As he totalled up my purchases at the till, he said for the price of just one Westvleteren, there were five or six bottles amongst my selection, so in terms of variety and quantity, I obviously had the better deal. I thanked him for his honest and frankness, which went a long way in reinforcing my preconceptions about that particular beer, as well as raising a lot of questions about the marketing of these hard to get hold of Trappist beers, so I want to end by linking to an article I wrote seven years ago, which basically asked the same thing.
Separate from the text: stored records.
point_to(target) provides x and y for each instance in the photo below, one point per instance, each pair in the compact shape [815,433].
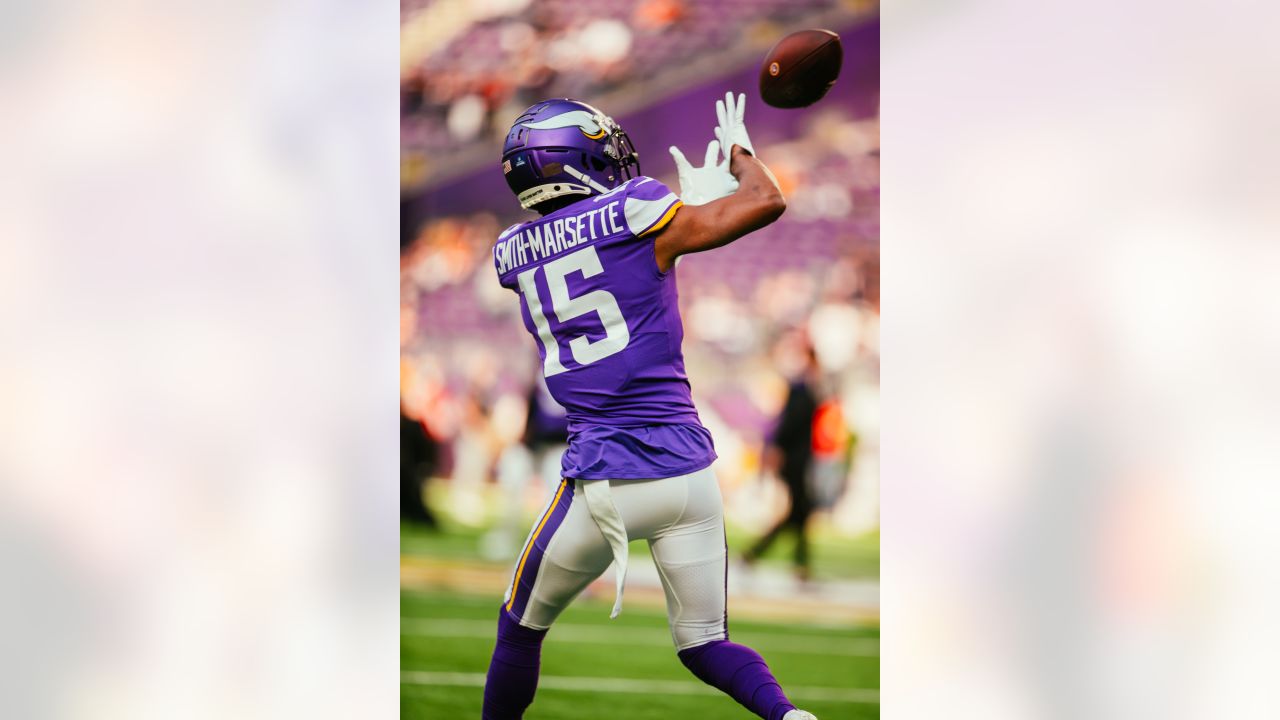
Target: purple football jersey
[607,326]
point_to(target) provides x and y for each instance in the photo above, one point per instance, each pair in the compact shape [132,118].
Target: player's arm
[695,228]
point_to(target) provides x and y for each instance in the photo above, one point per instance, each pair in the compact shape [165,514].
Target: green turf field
[624,669]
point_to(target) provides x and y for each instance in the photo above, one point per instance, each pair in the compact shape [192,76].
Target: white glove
[731,130]
[699,186]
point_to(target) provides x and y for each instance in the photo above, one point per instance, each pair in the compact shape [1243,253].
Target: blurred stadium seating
[749,309]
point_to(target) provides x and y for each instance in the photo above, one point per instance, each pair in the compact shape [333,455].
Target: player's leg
[563,554]
[691,560]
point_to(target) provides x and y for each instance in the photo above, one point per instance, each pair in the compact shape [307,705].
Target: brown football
[801,68]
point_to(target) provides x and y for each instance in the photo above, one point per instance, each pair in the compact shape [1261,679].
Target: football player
[597,285]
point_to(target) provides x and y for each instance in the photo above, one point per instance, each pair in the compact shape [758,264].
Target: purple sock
[740,673]
[513,670]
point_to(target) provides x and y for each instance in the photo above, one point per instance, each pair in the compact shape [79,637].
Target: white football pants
[684,520]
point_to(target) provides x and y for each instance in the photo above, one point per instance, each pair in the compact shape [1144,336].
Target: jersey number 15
[599,301]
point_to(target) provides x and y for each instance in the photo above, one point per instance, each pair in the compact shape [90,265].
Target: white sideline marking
[636,687]
[598,634]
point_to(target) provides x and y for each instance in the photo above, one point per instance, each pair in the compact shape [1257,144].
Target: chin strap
[544,192]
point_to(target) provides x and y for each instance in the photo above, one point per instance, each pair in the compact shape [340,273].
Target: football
[801,68]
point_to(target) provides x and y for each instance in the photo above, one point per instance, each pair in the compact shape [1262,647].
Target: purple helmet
[560,147]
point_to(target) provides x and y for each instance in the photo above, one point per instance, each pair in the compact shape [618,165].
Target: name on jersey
[543,240]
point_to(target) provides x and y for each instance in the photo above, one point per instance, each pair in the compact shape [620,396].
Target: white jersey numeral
[599,301]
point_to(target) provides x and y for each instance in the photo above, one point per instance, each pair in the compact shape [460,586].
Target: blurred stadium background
[479,440]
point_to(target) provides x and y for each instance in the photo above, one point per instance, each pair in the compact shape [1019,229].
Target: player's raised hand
[699,186]
[732,128]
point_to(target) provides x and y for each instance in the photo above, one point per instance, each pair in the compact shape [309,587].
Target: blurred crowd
[469,65]
[757,314]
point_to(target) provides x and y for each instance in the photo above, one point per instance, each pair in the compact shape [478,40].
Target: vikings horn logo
[584,121]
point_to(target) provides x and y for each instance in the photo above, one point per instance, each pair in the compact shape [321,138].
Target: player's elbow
[773,205]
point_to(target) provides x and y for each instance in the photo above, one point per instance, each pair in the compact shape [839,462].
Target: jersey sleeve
[649,206]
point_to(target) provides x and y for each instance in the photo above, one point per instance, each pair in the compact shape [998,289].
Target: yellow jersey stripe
[515,584]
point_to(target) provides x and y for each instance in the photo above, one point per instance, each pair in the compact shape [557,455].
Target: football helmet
[560,147]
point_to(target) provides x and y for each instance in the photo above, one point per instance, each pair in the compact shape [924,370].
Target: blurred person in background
[419,454]
[538,454]
[597,283]
[790,452]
Back in August 2015, whilst in Belgium for the European Beer Bloggers’ Conference, I was fortunate to visit Westvleteren.I didn’t get to see the brewery; no-one ever does as St Sixtus is the Willy Wonka chocolate factory of breweries. But if you think the monks occasionally hide "golden tickets" in amongst their packs of beer, then think again, as the closest anyone gets is to either visit the modern and spacious In de Vrede café, located just across from the abbey in the Donkerstraat 13, or to try their luck at the drive-thru pick-up gate.

So, what is it about Westvleteren beer which makes it so hard to get hold of, and why are supplies so limited? The situation dates back to 2005 when the beer-information website RateBeer.com rated Westvleteren 12° as the best beer in the world. The monks at Saint Sixtus who brew this dark, quadrupel-style beer were not at all pleased by the ensuing publicity, despite this award being an achievement that most brewers can only dream of. The problem is they are not in the business of brewing beer in order to win awards; neither are they in it for the money. They brew beer only in sufficient quantities to support themselves and their abbey.

You can read the rest of the article here, but when I arrived back at the cruise ship, I couldn’t help thinking that perhaps I had missed a golden opportunity. A work colleague certainly thought I had, and it wasn’t as though I couldn’t afford the price asked at Bierkonig. So, was it a case of buyers regret, or did I make the right choice. I’m sure there will be other opportunities to try Westvleteren 12°, including a return visit to the In de Vrede café, located just across from the abbey of St Sixtus, as mentioned above. We shall see!!